Machine Learning with Apache Spark Quick Start Guide

上QQ阅读APP看书，第一时间看更新

MapReduce

MapReduce is an example of a distributed data processing paradigm capable of processing big data in parallel across a cluster of nodes. A MapReduce job splits a large dataset into independent chunks and consists of two stages—the first stage is the Map function that creates a map task for each range in the input, outputting a partitioned group of key-value pairs. The output of the map tasks then act as inputs to reduce tasks, whose job it is to combine and condense the relevant partitions in order to solve the analytical problem. Before beginning the map stage, data is often sorted or filtered based on some condition pertinent to the analysis being undertaken. Similarly, the output of the reduce function may be subject to a finalization function to further analyze the data.

Let's consider a simple example to bring this rather abstract definition to life. The example that we will consider is that of a word count. Suppose that we have a text file containing millions of lines of text, and we wish to count the number of occurrences of each unique word in this text file as a whole. Figure 1.8 illustrates how this analysis may be undertaken using the MapReduce paradigm:

Figure 1.8: Word count MapReduce program

In this example, the original text file containing millions of lines of text is split up into its individual lines. Map tasks are applied to ranges of those individual lines, splitting them into individual word tokens, in this case, using a whitespace tokenizer, and thereafter emitting a collection of key-value pairs where the key is the word.

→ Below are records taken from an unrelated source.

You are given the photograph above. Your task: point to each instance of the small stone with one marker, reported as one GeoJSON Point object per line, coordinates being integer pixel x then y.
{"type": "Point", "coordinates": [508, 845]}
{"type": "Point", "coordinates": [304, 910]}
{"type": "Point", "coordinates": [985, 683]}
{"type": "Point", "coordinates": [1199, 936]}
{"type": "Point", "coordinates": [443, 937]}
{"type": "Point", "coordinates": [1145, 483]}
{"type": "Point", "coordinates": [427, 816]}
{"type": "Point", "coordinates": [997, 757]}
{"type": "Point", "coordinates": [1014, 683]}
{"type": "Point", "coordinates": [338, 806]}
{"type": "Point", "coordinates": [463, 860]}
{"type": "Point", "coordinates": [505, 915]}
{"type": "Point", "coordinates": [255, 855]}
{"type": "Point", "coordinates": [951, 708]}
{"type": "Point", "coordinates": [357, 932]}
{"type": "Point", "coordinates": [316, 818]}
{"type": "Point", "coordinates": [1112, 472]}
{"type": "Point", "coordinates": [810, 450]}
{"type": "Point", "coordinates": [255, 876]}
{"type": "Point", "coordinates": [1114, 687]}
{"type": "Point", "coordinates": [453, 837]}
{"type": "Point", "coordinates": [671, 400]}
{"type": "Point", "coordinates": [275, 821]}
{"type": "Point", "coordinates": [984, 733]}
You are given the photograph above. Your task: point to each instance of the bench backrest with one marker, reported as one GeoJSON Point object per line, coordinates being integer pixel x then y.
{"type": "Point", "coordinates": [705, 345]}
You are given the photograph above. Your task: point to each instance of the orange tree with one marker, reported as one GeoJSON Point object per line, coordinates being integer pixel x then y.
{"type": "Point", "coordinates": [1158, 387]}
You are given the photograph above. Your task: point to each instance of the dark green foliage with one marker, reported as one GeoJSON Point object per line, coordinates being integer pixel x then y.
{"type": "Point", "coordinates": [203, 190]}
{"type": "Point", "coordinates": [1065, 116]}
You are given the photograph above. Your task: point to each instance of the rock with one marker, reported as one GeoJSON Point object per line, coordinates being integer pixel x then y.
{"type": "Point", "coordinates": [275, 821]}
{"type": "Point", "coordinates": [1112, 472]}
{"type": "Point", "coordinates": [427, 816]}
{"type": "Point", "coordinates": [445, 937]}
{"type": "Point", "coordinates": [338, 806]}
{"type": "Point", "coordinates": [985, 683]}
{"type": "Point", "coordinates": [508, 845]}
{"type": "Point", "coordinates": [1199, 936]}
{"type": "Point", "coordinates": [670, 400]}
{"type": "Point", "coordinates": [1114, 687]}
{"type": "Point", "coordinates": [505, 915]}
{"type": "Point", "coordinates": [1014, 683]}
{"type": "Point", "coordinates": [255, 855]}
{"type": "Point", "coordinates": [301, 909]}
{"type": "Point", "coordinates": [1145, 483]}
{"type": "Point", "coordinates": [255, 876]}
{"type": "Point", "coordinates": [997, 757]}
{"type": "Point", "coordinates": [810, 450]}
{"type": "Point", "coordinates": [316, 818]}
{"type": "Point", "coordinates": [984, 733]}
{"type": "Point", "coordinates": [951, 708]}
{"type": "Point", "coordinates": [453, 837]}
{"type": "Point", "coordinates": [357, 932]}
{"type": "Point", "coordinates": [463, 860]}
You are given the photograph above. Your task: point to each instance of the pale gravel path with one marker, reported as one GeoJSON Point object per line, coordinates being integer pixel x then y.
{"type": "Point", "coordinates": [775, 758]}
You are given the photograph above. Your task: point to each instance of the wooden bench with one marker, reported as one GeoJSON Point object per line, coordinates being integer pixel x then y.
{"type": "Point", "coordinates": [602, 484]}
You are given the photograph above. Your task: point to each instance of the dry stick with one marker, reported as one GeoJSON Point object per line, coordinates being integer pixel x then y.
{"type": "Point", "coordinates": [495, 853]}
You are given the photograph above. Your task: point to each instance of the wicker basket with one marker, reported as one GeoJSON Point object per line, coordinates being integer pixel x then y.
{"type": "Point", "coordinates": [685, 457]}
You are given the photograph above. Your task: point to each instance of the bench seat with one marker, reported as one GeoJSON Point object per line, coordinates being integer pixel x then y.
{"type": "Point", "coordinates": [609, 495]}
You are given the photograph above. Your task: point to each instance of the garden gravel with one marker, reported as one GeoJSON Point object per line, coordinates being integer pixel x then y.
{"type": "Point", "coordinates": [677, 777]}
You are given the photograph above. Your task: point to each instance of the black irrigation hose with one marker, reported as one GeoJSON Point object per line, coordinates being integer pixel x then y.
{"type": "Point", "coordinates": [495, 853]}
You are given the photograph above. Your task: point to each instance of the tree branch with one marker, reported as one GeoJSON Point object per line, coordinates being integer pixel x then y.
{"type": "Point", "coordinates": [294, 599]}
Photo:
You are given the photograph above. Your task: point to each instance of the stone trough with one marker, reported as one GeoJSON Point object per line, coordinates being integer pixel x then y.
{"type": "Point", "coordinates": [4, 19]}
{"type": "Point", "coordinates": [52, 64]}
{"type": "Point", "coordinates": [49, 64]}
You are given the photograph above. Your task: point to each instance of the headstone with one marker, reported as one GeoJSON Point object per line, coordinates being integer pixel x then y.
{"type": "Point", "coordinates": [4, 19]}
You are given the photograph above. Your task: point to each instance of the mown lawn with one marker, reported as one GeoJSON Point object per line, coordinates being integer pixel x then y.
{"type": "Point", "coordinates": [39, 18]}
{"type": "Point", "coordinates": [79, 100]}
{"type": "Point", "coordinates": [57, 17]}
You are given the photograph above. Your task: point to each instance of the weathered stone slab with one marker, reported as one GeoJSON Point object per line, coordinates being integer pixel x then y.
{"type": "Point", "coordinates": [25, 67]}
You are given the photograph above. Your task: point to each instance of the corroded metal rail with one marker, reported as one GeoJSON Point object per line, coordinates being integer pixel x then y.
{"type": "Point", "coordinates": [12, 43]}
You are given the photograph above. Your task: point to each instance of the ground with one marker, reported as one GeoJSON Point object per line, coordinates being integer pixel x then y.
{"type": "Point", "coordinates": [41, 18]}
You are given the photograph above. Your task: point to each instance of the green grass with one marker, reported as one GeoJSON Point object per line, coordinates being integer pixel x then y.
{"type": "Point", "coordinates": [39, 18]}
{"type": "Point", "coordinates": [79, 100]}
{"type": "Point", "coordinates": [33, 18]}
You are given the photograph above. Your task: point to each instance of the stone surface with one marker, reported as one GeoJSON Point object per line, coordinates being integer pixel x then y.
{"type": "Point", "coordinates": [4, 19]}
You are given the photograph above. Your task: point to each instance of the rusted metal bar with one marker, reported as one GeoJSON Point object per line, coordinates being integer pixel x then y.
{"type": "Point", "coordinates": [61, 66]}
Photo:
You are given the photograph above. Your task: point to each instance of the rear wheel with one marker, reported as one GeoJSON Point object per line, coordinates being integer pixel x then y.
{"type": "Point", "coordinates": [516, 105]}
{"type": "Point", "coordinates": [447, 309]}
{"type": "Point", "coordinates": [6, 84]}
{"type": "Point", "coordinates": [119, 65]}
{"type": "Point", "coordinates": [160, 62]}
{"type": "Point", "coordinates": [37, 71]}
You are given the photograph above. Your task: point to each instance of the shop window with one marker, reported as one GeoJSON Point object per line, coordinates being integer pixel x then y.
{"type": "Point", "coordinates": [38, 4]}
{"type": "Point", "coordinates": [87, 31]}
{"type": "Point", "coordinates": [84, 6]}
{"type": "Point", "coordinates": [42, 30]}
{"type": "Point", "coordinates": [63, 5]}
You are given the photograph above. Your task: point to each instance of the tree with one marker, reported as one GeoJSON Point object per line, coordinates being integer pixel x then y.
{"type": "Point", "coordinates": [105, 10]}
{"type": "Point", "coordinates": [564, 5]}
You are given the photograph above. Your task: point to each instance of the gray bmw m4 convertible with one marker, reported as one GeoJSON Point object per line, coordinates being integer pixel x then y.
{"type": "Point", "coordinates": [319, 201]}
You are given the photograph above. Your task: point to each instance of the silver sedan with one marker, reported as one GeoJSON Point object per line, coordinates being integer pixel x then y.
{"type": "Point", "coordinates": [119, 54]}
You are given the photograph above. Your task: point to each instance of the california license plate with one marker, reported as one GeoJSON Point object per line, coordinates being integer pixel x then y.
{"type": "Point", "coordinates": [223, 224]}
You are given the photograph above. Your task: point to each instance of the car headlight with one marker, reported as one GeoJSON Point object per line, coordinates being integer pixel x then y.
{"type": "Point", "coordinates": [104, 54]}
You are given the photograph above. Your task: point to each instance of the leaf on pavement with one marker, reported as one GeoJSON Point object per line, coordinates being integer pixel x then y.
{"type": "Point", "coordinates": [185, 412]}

A shuffling process is undertaken that transfers the partitioned key-value pairs emitted by the map tasks to the reduce tasks. Sorting of the key-value pairs, grouped by key, is also undertaken. This helps to identify when a new reduce task should start. To reduce the amount of data transferred from the map tasks to the reduce tasks during shuffling, an optional combiner may be specified that implements a local aggregation function. In this example, a combiner is specified that sums, locally, the number of occurrences of each key or word for each map output.

The reduce tasks then take those partitioned key-value pairs and reduce those values that share the same key, outputting new (but unsorted) key-value pairs unique by key. In this example, the reduce tasks simply sum the number of occurrences of that key. The final output of the MapReduce job in this case is simply a count of the number occurrences of each word across the whole original text file.

In this example, we used a simple text file that had been split up by a newline character that is then mapped to key-value pairs based on a whitespace tokenizer. But the same paradigm can easily be extended to distributed data stores, where large volumes of data have already been partitioned across a cluster, thereby allowing us to perform data processing on a huge scale.